Under the radio everyone was still and listening.

 

The Vietcong – the so called 'partisans' of the Vietcong – had just attacked the imperial city of Hu-He, the former capital of the old Vietnamese empire, a city that was one of the most important symbols of South Vietnam.

They had then attacked Nha Thrang, Ban Me Thuot, Kom Tum, Hoi Ha, Pleiku and even Saigon itself.
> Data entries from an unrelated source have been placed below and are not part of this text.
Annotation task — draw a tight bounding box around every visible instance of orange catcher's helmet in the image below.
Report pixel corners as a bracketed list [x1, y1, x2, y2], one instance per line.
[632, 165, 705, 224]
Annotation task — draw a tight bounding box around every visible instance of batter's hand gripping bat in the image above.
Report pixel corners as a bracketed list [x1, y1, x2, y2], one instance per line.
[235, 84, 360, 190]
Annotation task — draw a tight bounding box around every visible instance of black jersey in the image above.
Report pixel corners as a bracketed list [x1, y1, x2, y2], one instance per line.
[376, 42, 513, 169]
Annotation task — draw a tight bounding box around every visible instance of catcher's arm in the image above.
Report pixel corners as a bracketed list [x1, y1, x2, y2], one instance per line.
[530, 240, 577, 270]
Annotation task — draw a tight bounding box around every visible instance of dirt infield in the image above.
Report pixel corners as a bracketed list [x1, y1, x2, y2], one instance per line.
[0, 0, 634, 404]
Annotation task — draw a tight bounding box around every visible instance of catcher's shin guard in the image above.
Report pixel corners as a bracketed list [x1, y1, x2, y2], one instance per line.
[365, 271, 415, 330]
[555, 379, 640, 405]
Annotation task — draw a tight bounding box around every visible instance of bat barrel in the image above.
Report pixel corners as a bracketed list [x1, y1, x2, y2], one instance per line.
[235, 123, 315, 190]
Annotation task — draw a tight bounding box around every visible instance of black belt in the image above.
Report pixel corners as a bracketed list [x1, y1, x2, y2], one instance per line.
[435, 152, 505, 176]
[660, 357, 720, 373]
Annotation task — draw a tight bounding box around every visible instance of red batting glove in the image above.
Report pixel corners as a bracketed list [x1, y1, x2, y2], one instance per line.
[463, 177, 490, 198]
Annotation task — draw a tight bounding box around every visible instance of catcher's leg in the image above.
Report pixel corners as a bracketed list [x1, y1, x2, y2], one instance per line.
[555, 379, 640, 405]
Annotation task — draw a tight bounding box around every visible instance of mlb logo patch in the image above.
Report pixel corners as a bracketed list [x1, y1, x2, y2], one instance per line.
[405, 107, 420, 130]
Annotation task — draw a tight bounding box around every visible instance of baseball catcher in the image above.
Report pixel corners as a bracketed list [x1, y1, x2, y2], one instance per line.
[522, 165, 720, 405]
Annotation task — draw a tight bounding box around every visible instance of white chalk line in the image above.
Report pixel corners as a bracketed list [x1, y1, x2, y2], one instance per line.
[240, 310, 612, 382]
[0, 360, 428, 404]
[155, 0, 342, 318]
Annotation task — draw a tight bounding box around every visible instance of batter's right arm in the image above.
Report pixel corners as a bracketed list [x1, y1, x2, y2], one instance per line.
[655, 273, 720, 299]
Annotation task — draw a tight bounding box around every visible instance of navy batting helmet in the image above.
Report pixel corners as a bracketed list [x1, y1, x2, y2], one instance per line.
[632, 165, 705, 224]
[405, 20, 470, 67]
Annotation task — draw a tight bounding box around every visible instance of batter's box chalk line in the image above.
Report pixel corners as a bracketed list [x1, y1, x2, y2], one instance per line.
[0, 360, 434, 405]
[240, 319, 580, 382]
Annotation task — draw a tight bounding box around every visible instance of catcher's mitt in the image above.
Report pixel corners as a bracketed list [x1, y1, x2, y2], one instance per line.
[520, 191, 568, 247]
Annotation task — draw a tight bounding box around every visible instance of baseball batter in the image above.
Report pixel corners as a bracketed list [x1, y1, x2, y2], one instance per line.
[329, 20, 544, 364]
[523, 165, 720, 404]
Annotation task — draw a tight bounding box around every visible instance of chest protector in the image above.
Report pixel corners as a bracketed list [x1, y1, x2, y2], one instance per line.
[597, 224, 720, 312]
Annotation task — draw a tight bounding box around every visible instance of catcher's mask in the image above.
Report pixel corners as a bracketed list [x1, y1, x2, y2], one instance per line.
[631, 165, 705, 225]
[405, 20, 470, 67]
A steady stream of coordinated attacks and realized with a force of men larger than anyone ever thought the Vietcong could have at their disposal.

The US embassy in Saigon was under siege and the images of the civilian employees of the US government crying for help from the windows of the building horrified the whole world.

All of the most important South Vietnamese cities were under siege.

The first rumours coming from Saigon talked about a first sapper, kamikaze-like attack against the US embassy, which was now under siege.

 

Rambo looked around the mess, but Trautman was gone.

He then continued listening, but staying focused was difficult.

It sounded like the end of the world.

 

No one had ever thought that the Vietcong could get so far for real.

Never ever: what was happening was well beyond any of Trautman's worst expectations, and Trautman was no optimist for sure.

That was a head-on fight, a proper all-out-war attack, but the colonel had always said that the Vietcong would never go so far because such an attack could be no good at all for the Vietcong.

Their real strength lies in guerrilla warfare – Trautman used to repeat again and again. 

What the hell was happening then?

Could Trautman be wrong?

And if he was wrong about that, what else, then?

A deep sense of anxiety overcame him, as if he had just made a mistake himself.

Rambo then looked around, but saw other frightened faces just like his own.

It felt like being inside a science fiction movie.

 

The imperial citadel and the university district had already fallen at the hands of the Vietcong, and it seemed that a blue and red North Vietnamese flag was already waving over the top of one of the ancient buildings.

The US embassy was under siege and there was no information about the ambassador himself, and no one knew if was alive or dead.

This was changing everything.

From now on, the Vietcong would never have any limit.

They made it then... They could now face the Americans at the same level.

That was becoming a clash of armies, an all-out war... And all of that despite the fact that Trautman had always said that something like that would never have happened.

One at a time all of Rambo's team mates came into the mess room, and he read the worry on their faces too, just like all of the others.

At this point, their being sent to Vietnam was a cert.

And this time it was going to be far more difficult than the first time, during his first tour of duty.

Rambo then looked at his hand, and wondered where Morris was, his officer that lost one hand in '66, during the hill defence.

He asked himself if where Morris was, he was listening to that news too.

Rambo asked himself what someone like him, who knew the 'moves', might be thinking.

He then asked himself if Trautman really knew the moves as well as he was always saying.

And he hoped that Trautman knew his job for real, because that evening, after the Tet offensive, he wasn't so sure about it anymore.